With over half of EU businesses relying on paid cloud services and outages becoming more frequent, companies must urgently bolster their strategies to mitigate the multifaceted risks cloud failures pose.

  • Over 50% of EU businesses use paid cloud services with some reaching 80%
  • Cloud outages have caused billions in direct and indirect economic damage
  • Infrastructure strain and geopolitical risks worsen outage impacts

What happened

The global economy's reliance on cloud services has expanded rapidly, with the EU estimating that nearly 53% of its businesses utilize paid cloud solutions, sometimes reaching as high as 80% in certain countries. Cloud platforms enable essential operations including domain resolution, email communications, and data storage, making any disruption highly impactful.

Despite significant investments in data center security and infrastructure, cloud outages are becoming increasingly common. Reports indicate that in 2025 there were 45 critical cloud interruptions totaling over 150 hours of downtime. High-profile incidents, such as a 15-hour AWS outage, have resulted in staggering financial damages estimated between $38 million and $581 million, excluding the broader long-term costs to reputation and productivity.

Why it matters

Cloud services are dominated by a few US hyperscalers – Amazon Web Services, Microsoft, and Google – controlling over two-thirds of the global market. This concentration creates systemic chokepoints where even minor internal issues can cascade into widespread disruption, impacting countless businesses simultaneously.
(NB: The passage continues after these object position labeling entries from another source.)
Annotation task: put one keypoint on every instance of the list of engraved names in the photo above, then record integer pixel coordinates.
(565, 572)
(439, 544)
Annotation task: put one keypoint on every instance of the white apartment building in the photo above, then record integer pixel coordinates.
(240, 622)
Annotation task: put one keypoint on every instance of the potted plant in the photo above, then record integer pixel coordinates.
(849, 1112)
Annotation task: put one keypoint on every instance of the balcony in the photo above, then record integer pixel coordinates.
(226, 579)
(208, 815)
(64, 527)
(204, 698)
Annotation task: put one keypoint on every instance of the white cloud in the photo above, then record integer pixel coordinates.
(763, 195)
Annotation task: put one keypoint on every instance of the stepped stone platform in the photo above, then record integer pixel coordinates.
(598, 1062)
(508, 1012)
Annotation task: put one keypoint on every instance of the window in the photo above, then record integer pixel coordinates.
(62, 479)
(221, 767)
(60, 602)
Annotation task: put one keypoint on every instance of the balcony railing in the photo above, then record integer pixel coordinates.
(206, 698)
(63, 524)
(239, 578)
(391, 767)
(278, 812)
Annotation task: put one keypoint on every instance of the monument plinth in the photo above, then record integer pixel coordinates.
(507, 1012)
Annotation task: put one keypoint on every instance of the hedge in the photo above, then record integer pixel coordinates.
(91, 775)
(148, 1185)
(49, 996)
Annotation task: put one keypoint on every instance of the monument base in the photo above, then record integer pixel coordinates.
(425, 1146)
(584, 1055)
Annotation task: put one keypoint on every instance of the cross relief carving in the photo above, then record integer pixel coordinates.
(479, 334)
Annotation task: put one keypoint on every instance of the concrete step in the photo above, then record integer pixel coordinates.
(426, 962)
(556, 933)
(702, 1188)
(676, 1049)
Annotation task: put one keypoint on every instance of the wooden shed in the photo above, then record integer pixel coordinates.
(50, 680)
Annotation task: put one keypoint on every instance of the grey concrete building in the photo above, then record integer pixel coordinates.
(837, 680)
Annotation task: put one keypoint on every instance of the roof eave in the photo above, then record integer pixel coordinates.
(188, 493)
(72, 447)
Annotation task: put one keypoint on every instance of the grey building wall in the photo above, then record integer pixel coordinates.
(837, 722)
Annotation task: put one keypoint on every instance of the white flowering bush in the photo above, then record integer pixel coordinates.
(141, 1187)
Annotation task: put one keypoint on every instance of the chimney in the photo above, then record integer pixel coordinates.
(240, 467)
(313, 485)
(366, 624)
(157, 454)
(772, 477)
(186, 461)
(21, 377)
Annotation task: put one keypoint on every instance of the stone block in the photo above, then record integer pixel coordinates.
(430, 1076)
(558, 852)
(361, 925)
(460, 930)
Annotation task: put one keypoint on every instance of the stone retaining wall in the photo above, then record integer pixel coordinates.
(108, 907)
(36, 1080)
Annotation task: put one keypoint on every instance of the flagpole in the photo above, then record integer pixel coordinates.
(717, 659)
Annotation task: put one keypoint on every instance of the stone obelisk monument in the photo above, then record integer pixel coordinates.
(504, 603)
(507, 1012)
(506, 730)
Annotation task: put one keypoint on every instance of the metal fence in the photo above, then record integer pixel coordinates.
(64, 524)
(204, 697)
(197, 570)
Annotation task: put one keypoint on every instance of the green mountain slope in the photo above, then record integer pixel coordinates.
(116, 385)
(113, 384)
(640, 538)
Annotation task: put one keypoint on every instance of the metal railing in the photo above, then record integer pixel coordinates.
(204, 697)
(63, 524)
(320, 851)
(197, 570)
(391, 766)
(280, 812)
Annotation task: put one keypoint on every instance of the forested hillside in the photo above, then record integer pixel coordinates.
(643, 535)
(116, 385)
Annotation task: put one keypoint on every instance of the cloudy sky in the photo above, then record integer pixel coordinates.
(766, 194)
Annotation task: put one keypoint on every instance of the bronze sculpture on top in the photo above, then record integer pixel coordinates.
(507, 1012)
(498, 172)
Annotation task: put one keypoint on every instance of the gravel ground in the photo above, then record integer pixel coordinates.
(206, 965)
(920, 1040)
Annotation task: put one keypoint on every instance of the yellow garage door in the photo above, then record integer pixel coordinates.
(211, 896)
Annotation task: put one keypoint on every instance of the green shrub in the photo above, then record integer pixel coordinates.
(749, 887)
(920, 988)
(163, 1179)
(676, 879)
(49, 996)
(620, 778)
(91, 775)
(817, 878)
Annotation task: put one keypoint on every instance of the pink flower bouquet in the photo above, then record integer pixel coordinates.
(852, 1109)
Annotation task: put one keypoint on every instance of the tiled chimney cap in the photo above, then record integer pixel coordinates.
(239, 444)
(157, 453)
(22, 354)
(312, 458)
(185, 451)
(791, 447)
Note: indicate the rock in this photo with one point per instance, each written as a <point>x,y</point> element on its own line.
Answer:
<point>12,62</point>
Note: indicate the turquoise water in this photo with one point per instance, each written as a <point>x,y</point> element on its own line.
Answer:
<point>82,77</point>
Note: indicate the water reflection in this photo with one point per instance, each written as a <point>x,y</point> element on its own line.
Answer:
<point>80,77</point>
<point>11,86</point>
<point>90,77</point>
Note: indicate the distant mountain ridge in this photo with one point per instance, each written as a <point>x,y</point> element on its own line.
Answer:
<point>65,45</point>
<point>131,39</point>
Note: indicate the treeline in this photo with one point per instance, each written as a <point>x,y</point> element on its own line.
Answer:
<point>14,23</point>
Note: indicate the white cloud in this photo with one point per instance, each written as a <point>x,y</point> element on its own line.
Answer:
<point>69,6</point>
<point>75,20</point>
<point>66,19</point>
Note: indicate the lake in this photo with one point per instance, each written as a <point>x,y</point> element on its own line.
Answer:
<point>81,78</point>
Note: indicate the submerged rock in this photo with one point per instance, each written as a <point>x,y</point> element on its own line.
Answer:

Physical infrastructure supporting cloud operations faces increasing strain from power grid limitations, water shortages for cooling, and heightened geopolitical targeting. For example, recent conflicts have included attacks on data centers, emphasizing their strategic importance. These factors collectively amplify the likelihood, duration, and severity of outages, posing critical threats to business continuity and economic stability on a global scale.

What to watch next

Businesses must prioritize resilient infrastructure and contingency planning to mitigate cloud outage risks. This includes diversifying cloud providers when feasible, investing in hybrid or multi-cloud strategies, and ensuring offline operational capabilities are ready to activate if cloud access is lost.

On a broader scale, stakeholders should monitor policy and regulatory developments addressing cloud market concentration and infrastructure security. Additionally, climate change impacts on power and water supplies, as well as geopolitical tensions involving data centers, will be crucial factors shaping cloud reliability and risk management strategies moving forward.